The massager made it around the room with more speed and less comment than any of the other gifts.  But, when it got to Stacy, there was a decided pause, and I thought for a moment they might have to pry it from her hands.

Following the gift parade was the obligatory cake and coffee hour, during which every woman who had ever even passed Beth on the street took turns sitting next to Hump, each one extolling her virtues.

“She’s such a nice girl,” crowed Aunt Sally (not the hot one). 

Oh yeah?  Did I ever tell you how the two of them met?  Listen up, you’ll get a real hoot out of this.

On it went.  Each lady took her turn and together they spun the tale of every cute thing Beth had ever done from DNA until that moment.  They also included, at no extra charge, an endless stream of predictions of all the cute things she would do until the end of time.  And each one threatened Hump’s life if he ever hurt her.   There were even a few threats uttered at me specifically.

Finally, it was all over.  The crowd started to disperse, leaving in its wake a room that looked…absolutely perfect.  Had this been a crowd of men, that room would have resembled downtown Hiroshima in August 1945.  But, the women, ably aided by Grandma, who had collected the wrapping so neatly and efficiently that she could have opened a gift shop right there in the basement, had been tidying all along, which is what women do when they’ve lost interest in sex.  Even the college girls had taken pity on the elders of their tribe and helped them.  Not much, just enough to make it look good.

“Wanna go out for a beer?” Gary asked Hump as he carried the gifts to the car.  Those fondue sets weighed a ton.

“I don’t know,” Hump answered.  Tough questions like that always stumped him.  Then, as if he were in dress rehearsal for matrimony, he said to Beth, “Honey, what did you want to do tonight?”

Beth sidled up quickly to Hump and whispered, “I thought we’d try out those massage oils,” and then nibbled on his ear.  Getting gifts made Beth horny.  Breathing made Beth horny.

“Can’t,” Hump answered Gary.

Damn straight you can’t!  The first time you choose a beer over Beth, she’s gonna switch that massager on and then it’ll be a whole new ball game.

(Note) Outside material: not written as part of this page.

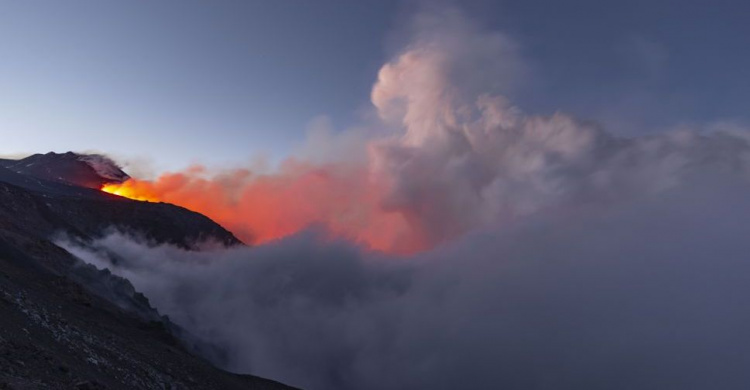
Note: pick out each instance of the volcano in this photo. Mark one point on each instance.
(64, 324)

“Alright,” Gary said, with that look in his eyes that men get when they realize that there is nothing they can offer that will ever be better than sex with a woman.  “Remember Saturday night.  Be at my place by seven.”

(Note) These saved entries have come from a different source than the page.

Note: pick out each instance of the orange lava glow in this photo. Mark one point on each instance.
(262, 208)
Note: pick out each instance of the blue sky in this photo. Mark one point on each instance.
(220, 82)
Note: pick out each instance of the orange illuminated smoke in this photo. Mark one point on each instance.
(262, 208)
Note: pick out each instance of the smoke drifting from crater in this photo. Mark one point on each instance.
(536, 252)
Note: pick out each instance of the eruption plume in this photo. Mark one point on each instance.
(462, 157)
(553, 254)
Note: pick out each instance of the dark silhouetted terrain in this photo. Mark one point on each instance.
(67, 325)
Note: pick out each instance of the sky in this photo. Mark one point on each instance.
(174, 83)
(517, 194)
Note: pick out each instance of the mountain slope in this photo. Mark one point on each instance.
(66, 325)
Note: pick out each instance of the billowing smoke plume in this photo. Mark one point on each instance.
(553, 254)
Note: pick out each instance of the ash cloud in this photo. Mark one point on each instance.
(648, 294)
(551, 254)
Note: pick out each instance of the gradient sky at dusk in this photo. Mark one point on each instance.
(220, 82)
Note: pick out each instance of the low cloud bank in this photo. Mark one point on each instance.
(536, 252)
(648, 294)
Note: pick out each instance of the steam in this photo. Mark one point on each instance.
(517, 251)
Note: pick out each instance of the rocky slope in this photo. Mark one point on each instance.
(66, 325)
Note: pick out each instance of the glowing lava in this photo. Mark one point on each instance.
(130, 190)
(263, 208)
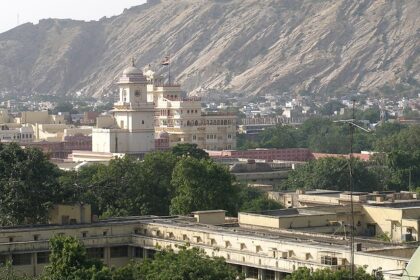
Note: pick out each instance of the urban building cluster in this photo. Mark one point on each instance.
(265, 245)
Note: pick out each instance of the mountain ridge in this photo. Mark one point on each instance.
(244, 47)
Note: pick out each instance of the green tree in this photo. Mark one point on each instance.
(69, 260)
(191, 150)
(202, 185)
(187, 264)
(253, 200)
(8, 273)
(331, 174)
(279, 137)
(28, 185)
(143, 188)
(332, 106)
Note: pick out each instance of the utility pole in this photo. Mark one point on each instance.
(352, 125)
(351, 128)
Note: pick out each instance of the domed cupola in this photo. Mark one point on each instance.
(132, 74)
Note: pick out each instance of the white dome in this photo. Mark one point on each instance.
(163, 134)
(132, 70)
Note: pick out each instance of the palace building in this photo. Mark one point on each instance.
(153, 115)
(130, 128)
(182, 119)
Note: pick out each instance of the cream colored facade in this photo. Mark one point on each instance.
(130, 129)
(262, 246)
(183, 120)
(395, 215)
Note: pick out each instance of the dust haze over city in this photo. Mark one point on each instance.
(217, 139)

“What’s Saturday night?” Beth asked.

“Bachelor Party!” Gary answered, just a little too enthusiastically.

“Oh,” Beth said quietly.  “I forgot.”  She said it in a way that sounded more like “I was hoping Joey forgot."                                                                                                 

She was quiet in the car on the way home for a few minutes.  Then, slowly, she started to warm up as she reviewed the shower.

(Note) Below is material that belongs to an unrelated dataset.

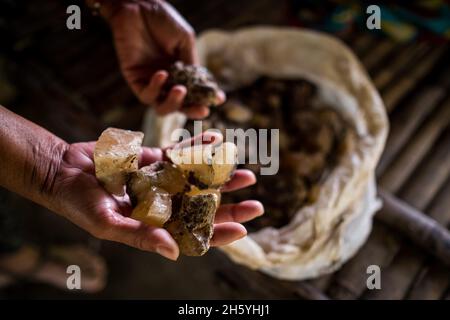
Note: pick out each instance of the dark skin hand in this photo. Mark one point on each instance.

“It was a nice time, wasn’t it?”

“Yeah.”  It was really nice.”

You have all the credibility of Richard Nixon.  You better tell her now how much it sucked.  If you don’t, every single holiday for the rest of your life is going to go pretty much like that, but without the sexy underwear and vibrators. 

“I couldn’t believe Angela bought me that vibrator.  You know, she has one just like it.”

Hump didn’t ask how she knew.

 You hear what she’s telling you?  You mess up, just one time, and it’s going to be a big vibrator party with the girls.  You’ll be the odd man out.  And whither thou goest…

I don’t care where you're going to live, the place isn’t big enough for me and that vibrator.